By convention we assign the same value to both the freshness TTL and the memcache TTL. But for the problematic cache, there is a bug that is being pushed around, which makes the memcached TTL much larger than the freshness TTL. This causes the memcached update stale data background task to succeed, but updates a stale entry with another stale entry, when memcached entries exceed the freshness TTL. It basically means that stale entries are not updated at all until they pass the memcached TTL. And it also explains the symptom that the memory cache hit rate is high, since the stale access is still a hit.
In short, stale entries are not updated, resulting in massive stale access and in turn massive Memcache access.
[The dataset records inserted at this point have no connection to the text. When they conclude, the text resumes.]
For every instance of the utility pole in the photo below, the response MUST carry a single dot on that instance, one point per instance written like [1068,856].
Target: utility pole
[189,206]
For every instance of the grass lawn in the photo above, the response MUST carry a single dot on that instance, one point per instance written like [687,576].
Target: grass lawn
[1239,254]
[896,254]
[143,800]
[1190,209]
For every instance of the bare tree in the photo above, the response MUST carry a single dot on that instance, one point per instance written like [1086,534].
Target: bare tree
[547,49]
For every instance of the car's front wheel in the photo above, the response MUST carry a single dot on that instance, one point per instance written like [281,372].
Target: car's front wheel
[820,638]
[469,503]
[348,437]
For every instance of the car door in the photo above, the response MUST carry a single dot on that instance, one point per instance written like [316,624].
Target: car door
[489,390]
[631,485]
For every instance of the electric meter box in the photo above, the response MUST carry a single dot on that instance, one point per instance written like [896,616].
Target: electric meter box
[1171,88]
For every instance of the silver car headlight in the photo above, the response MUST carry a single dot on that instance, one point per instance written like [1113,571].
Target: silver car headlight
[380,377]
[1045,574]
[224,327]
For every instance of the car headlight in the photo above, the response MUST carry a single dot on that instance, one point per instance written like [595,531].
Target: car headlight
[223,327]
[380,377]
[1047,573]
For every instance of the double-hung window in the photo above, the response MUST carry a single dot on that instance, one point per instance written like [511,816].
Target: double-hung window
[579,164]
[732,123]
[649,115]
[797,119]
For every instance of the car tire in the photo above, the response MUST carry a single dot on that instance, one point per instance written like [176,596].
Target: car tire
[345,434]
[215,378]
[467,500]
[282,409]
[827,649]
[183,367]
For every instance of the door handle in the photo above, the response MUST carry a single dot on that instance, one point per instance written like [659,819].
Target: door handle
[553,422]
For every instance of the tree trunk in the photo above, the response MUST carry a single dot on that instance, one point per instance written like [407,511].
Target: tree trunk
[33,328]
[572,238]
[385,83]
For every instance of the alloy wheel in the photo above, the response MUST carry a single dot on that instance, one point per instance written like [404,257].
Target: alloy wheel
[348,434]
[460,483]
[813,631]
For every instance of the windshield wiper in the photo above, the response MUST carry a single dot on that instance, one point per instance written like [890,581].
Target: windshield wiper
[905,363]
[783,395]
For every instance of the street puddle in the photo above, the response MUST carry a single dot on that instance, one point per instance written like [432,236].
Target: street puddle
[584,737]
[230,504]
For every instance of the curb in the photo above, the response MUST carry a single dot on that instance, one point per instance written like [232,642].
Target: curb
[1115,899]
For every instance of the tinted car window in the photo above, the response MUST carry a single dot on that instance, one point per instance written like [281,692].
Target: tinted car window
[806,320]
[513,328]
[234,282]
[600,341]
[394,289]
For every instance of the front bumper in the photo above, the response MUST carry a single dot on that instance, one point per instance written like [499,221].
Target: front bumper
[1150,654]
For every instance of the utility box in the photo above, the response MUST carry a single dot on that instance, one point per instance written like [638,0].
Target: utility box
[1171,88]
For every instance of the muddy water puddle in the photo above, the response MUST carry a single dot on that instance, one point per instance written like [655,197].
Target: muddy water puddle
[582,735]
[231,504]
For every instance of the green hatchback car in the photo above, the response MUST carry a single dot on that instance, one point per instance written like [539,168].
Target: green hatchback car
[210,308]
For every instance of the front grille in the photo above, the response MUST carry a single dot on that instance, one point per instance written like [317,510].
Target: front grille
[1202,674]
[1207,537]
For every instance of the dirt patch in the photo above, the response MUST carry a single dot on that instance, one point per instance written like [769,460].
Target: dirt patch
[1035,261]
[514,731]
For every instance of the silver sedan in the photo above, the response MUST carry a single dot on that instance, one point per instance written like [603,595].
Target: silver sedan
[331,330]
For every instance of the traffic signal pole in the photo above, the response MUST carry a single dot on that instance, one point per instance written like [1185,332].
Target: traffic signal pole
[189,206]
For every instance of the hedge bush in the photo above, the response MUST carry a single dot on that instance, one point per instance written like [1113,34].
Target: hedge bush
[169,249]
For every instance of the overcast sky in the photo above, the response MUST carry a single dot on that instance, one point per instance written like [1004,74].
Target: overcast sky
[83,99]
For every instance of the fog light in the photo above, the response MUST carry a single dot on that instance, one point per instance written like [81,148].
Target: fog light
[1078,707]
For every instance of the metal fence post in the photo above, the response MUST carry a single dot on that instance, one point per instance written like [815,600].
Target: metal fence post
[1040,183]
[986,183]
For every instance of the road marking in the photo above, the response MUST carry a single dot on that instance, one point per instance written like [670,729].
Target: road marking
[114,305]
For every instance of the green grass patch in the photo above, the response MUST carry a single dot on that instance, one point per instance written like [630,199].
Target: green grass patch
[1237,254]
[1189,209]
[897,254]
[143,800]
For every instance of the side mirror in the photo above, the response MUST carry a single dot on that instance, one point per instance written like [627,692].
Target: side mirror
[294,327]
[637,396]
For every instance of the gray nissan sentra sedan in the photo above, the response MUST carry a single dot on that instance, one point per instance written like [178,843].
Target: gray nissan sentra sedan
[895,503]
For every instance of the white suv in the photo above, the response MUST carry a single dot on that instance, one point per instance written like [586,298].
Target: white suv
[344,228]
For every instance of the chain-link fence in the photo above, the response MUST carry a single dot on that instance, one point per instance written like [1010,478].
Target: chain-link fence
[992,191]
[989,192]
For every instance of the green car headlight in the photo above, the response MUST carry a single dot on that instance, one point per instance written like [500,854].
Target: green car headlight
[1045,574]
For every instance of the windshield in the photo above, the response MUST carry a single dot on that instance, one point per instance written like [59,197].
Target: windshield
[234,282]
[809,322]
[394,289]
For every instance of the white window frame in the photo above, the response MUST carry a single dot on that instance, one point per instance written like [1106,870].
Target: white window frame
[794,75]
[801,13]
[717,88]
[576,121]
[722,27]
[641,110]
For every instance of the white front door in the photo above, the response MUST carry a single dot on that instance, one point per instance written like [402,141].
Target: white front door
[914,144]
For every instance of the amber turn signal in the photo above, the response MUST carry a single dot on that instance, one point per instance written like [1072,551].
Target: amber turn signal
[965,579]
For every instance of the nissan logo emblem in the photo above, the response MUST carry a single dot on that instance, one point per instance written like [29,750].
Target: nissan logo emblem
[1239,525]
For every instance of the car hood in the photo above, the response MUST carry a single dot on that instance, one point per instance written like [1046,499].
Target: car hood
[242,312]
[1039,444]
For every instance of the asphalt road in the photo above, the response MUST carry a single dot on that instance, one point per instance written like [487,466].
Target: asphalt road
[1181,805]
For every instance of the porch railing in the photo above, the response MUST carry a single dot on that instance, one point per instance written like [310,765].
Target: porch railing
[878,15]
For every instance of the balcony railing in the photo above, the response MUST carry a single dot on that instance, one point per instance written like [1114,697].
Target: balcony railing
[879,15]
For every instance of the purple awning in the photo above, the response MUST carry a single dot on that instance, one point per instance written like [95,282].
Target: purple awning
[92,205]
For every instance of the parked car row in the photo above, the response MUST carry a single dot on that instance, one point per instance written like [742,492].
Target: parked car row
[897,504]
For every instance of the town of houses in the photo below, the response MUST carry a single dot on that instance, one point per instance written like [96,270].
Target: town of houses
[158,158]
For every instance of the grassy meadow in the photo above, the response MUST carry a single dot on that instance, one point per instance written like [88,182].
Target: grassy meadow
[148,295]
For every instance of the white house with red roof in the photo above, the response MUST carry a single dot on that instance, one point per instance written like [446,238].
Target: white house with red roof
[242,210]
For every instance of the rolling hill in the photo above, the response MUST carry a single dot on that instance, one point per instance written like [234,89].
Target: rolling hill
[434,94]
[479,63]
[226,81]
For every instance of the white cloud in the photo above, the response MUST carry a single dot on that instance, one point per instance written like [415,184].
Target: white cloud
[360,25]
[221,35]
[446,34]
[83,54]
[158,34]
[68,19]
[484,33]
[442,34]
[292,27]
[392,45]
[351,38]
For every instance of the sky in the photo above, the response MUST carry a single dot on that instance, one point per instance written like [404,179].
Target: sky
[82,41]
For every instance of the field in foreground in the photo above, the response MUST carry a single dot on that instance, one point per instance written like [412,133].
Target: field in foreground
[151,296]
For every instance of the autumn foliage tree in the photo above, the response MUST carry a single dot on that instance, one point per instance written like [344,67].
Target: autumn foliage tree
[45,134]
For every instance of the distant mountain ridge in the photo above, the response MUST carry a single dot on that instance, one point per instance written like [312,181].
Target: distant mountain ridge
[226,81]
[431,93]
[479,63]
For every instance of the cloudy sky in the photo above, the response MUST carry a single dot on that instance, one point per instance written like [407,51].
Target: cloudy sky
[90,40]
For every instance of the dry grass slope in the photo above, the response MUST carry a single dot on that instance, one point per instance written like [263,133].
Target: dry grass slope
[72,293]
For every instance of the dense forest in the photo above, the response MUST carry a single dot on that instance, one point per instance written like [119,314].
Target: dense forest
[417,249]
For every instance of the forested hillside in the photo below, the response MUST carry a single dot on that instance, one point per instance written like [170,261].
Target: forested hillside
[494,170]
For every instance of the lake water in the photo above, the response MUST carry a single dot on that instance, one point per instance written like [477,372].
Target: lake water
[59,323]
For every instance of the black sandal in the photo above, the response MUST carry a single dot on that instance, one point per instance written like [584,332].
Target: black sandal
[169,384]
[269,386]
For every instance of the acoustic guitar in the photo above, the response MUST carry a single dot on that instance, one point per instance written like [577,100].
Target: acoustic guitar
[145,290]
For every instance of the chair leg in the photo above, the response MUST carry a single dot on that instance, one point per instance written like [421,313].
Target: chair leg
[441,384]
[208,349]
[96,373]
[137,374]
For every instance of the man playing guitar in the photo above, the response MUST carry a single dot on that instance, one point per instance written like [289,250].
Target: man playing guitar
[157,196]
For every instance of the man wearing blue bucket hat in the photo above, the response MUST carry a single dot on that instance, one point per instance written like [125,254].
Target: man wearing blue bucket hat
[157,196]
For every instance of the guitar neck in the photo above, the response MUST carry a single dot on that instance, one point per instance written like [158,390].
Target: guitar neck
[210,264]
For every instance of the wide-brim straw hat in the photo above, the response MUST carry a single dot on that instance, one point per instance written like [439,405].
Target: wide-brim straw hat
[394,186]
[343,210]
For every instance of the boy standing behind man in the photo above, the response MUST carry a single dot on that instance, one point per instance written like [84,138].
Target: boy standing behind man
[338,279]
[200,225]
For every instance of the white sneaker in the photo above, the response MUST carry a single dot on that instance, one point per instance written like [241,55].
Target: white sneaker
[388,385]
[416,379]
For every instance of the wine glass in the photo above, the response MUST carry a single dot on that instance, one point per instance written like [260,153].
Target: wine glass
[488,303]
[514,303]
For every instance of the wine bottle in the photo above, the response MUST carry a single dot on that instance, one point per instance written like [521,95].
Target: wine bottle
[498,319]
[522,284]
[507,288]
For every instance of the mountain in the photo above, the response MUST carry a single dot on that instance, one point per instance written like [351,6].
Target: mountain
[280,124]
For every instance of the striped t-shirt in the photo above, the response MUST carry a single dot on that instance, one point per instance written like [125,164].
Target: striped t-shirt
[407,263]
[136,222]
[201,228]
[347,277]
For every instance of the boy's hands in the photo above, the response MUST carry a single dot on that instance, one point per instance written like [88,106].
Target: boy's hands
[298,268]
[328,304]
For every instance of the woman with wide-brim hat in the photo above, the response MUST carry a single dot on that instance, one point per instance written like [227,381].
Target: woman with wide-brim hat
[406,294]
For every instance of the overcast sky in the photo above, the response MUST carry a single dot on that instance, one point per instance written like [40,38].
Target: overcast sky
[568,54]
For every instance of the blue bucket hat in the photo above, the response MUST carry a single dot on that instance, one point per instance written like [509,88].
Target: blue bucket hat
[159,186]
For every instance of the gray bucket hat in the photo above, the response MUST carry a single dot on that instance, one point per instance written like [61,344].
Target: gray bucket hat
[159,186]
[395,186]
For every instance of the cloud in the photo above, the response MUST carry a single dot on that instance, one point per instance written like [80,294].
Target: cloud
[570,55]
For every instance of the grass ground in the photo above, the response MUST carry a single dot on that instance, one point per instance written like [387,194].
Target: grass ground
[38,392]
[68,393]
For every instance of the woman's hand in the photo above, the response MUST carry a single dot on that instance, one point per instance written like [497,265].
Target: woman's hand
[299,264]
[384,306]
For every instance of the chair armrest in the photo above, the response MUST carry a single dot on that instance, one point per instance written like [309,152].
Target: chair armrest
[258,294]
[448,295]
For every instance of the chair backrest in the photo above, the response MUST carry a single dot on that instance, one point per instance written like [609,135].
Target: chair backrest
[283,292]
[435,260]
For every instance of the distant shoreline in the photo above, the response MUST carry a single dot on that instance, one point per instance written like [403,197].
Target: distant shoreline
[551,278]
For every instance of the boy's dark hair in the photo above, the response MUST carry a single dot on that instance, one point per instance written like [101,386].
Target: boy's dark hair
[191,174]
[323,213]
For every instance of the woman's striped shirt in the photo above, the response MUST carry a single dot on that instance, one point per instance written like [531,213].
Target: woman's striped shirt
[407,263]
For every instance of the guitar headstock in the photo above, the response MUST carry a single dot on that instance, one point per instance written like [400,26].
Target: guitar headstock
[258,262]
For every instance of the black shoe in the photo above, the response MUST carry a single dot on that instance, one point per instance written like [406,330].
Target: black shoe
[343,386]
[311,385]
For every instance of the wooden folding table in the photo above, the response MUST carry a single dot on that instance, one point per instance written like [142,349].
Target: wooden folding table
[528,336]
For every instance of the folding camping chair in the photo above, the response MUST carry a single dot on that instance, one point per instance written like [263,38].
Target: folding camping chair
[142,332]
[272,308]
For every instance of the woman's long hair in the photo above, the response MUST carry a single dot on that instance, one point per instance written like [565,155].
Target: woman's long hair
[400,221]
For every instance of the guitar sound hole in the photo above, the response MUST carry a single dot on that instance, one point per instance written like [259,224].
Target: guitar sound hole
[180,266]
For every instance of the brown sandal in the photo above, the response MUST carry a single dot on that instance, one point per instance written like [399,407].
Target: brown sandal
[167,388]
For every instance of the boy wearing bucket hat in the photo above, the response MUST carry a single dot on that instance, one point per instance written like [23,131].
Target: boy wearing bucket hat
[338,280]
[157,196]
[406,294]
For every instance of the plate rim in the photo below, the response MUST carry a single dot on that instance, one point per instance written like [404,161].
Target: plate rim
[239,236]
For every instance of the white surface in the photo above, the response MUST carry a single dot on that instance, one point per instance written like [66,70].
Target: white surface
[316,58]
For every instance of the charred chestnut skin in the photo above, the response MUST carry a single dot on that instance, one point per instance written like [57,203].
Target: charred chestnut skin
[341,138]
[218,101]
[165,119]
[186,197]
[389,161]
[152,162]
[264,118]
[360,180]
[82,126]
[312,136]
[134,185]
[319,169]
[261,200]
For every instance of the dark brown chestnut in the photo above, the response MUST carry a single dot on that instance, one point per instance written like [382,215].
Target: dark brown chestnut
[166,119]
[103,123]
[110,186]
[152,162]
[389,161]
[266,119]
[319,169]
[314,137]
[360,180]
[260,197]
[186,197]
This essentially turns the problem into the celebrity problem that we remove in the first place, meaning that hot entries are not actually buffered and most access results in a memcache access.
With the root cause found, the solution is fairly trivial. After applying the correction, the network traffic of the biased node is reduced by one-fifth and the asymmetry is resolved, as shown in the following graph.
conclusion
This exploration shows that a simple problem becomes a challenge when it’s live in production with millions of accesses per second and dozens of different clients involved. We hope you enjoy reading this troubleshooting journal with us and find value in the techniques we used to solve this particular problem.